Advanced Data Solutions : Save time on Apache Spark workloads on Azure Synapse with NVIDIA GPU acceleration

Announced at Ignite, data teams can now speed up big data processing in Azure Synapse Analytics with NVIDIA-enabled GPU acceleration for Apache Spark in Azure Synapse, available in public preview. By leveraging NVIDIA GPUs, data scientists and engineers can reduce the time necessary to run data integration pipelines, score machine learning models, and more. This means less time waiting for data to process and more time identifying insights to drive better business outcomes.

The same GPU-accelerated infrastructure can be used for both Spark ETL and ML/DL frameworks, eliminating the need for separate clusters and giving the entire pipeline access to GPU acceleration.

Figure 1: Apache Spark infrastructure in Azure Synapse

Drive improved performance with NVIDIA RAPIDS

With built-in support for NVIDIA’s RAPIDS Accelerator for Apache Spark, GPU-accelerated Spark pools in Azure Synapse can provide over 2x performance improvements compared to standard analytical benchmarks without requiring any code changes. This integration is the result of extensive collaboration and partnership between the Azure Synapse and NVIDIA teams, which means continued support and enhancements moving forward.

Built on top of NVIDIA CUDA and UCX, NVIDIA RAPIDS enables GPU-accelerated SQL, DataFrame operations, and Spark shuffles. Since there are no code changes required to leverage these accelerations, users can also accelerate their data pipelines that rely on Linux Foundation’s Delta Lake or Microsoft’s Hyperspace indexing.

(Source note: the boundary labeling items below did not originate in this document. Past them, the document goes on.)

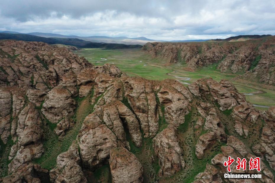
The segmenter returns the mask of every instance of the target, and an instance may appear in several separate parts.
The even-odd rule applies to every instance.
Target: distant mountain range
[[[210,41],[220,42],[226,41],[232,42],[234,41],[243,41],[250,39],[261,38],[264,37],[270,36],[272,35],[268,34],[267,35],[241,35],[237,36],[232,36],[226,39],[216,39],[209,40]]]
[[[22,33],[17,32],[9,31],[0,31],[0,33],[4,33],[9,34],[20,34],[20,35],[31,35],[34,36],[39,36],[40,37],[46,38],[63,38],[68,39],[76,39],[77,40],[74,40],[73,42],[74,43],[76,44],[77,45],[81,45],[80,47],[83,46],[82,44],[85,44],[88,43],[92,42],[93,43],[114,43],[119,44],[124,44],[127,45],[143,45],[148,42],[203,42],[204,41],[217,42],[227,41],[246,41],[247,40],[260,38],[266,36],[270,36],[270,35],[240,35],[237,36],[230,37],[226,39],[217,39],[211,40],[174,40],[171,41],[166,41],[163,40],[154,40],[152,39],[148,39],[145,37],[134,37],[130,38],[127,37],[121,36],[119,37],[109,37],[108,36],[78,36],[76,35],[65,35],[58,34],[53,34],[52,33],[44,33],[43,32],[30,32],[30,33]],[[20,36],[21,38],[24,37],[22,35]],[[28,37],[28,36],[24,37],[25,38]],[[31,39],[33,39],[33,37]],[[42,40],[42,38],[39,38]],[[47,41],[51,41],[51,40],[47,40]],[[59,41],[61,41],[60,40],[59,40]],[[66,42],[68,40],[63,40],[62,41]],[[85,42],[80,41],[85,41],[88,42]],[[54,41],[56,42],[56,41]],[[77,42],[77,43],[76,42]],[[51,44],[51,43],[50,43]],[[61,44],[61,43],[58,43]],[[78,46],[79,46],[79,45]]]
[[[9,31],[0,32],[1,33],[9,34],[22,34],[17,32]],[[24,34],[43,37],[60,37],[63,38],[75,38],[79,39],[91,41],[94,43],[113,43],[124,44],[126,45],[138,44],[143,45],[148,42],[201,42],[208,40],[175,40],[171,41],[155,40],[148,39],[145,37],[130,38],[126,37],[109,37],[100,36],[78,36],[75,35],[65,35],[58,34],[43,33],[43,32],[30,32]]]
[[[50,44],[59,44],[70,45],[79,48],[100,48],[114,49],[140,48],[139,45],[127,45],[117,43],[93,43],[77,38],[44,37],[26,34],[0,32],[0,40],[12,39],[27,41],[44,42]]]

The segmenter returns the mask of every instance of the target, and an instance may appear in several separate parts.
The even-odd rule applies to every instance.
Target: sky
[[[0,31],[157,40],[275,35],[275,1],[1,0]]]

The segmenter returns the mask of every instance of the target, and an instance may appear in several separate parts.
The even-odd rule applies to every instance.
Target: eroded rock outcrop
[[[110,156],[110,151],[118,146],[117,138],[94,113],[85,118],[79,136],[79,147],[83,166],[90,168]]]
[[[171,176],[184,168],[182,153],[175,130],[174,127],[169,126],[157,135],[153,140],[155,152],[158,157],[161,167],[158,172],[159,176]]]
[[[49,171],[32,163],[21,165],[12,174],[3,178],[3,183],[49,182]],[[1,180],[0,180],[1,181]]]
[[[143,49],[153,57],[186,63],[191,69],[219,63],[216,69],[221,72],[239,73],[242,78],[274,85],[274,43],[270,36],[234,43],[148,43]]]
[[[125,148],[110,151],[109,163],[114,182],[143,182],[143,167],[135,156]]]
[[[56,163],[56,166],[50,172],[52,182],[87,182],[80,166],[78,145],[75,142],[73,142],[68,151],[58,155]]]
[[[51,122],[57,123],[74,114],[76,102],[66,89],[56,87],[47,94],[42,106],[42,113]]]

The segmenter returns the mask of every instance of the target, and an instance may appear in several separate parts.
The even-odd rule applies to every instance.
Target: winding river
[[[90,58],[90,59],[92,59],[92,58]],[[121,59],[121,58],[109,58],[109,57],[108,57],[108,58],[107,58],[108,59],[106,59],[106,58],[101,58],[100,59],[101,59],[101,60],[100,60],[100,61],[95,61],[95,60],[94,60],[94,61],[96,61],[96,62],[97,63],[99,63],[99,62],[102,62],[102,61],[107,61],[107,60],[108,60],[108,59],[115,59],[115,60],[125,60],[125,61],[138,61],[138,62],[136,62],[136,63],[130,63],[130,64],[135,64],[135,63],[142,63],[142,61],[141,61],[134,60],[130,60],[130,59]],[[114,63],[111,63],[111,64],[114,64]],[[145,63],[145,64],[143,64],[143,66],[146,66],[147,65],[146,63]],[[151,65],[150,64],[150,65],[150,65],[150,66],[153,66],[153,67],[157,67],[157,66],[154,66],[154,65]],[[169,75],[169,76],[172,76],[172,77],[174,77],[175,78],[176,78],[176,80],[177,80],[177,81],[178,81],[178,82],[179,82],[180,83],[182,83],[182,84],[187,84],[187,85],[191,84],[190,84],[190,83],[187,83],[187,82],[183,82],[183,81],[189,81],[189,80],[190,80],[191,79],[191,78],[189,78],[189,77],[182,77],[182,76],[175,76],[174,75],[174,74],[172,74],[174,73],[177,73],[177,71],[174,71],[174,70],[172,70],[173,71],[172,71],[172,72],[169,72],[169,73],[166,73],[166,74],[167,74],[167,75]],[[134,73],[130,73],[130,74],[134,74],[134,75],[135,75],[136,76],[139,76],[139,77],[140,77],[140,76],[138,76],[138,75],[137,75],[137,74],[134,74]],[[250,87],[248,86],[245,86],[245,85],[240,85],[240,84],[235,84],[235,85],[239,85],[239,86],[245,86],[245,87],[248,87],[248,88],[250,88],[253,89],[255,89],[255,90],[256,90],[255,91],[255,92],[252,92],[251,93],[245,93],[243,94],[244,94],[245,95],[257,95],[257,94],[263,94],[263,93],[266,93],[266,92],[265,92],[264,91],[263,91],[263,90],[261,90],[261,89],[256,89],[256,88],[254,88],[254,87]],[[266,106],[266,105],[259,105],[259,104],[253,104],[253,105],[254,105],[254,106],[255,106],[255,107],[263,107],[263,108],[269,108],[269,107],[270,107],[270,106]]]

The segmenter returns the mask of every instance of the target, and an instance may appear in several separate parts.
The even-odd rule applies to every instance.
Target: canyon
[[[274,39],[143,48],[192,69],[220,61],[221,72],[272,85]],[[274,182],[275,107],[262,112],[245,97],[225,79],[185,86],[65,47],[0,41],[0,182],[241,182],[224,179],[229,155],[261,157],[258,180]]]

Save time with out-of-the-box access

To simplify the process for customers, Azure Synapse takes care of pre-installing low-level libraries and setting up all the complex networking requirements between compute nodes. This integration allows users to get started with GPU-accelerated pools within just a few minutes, enabling organizations to free up time to focus on solving their business requirements.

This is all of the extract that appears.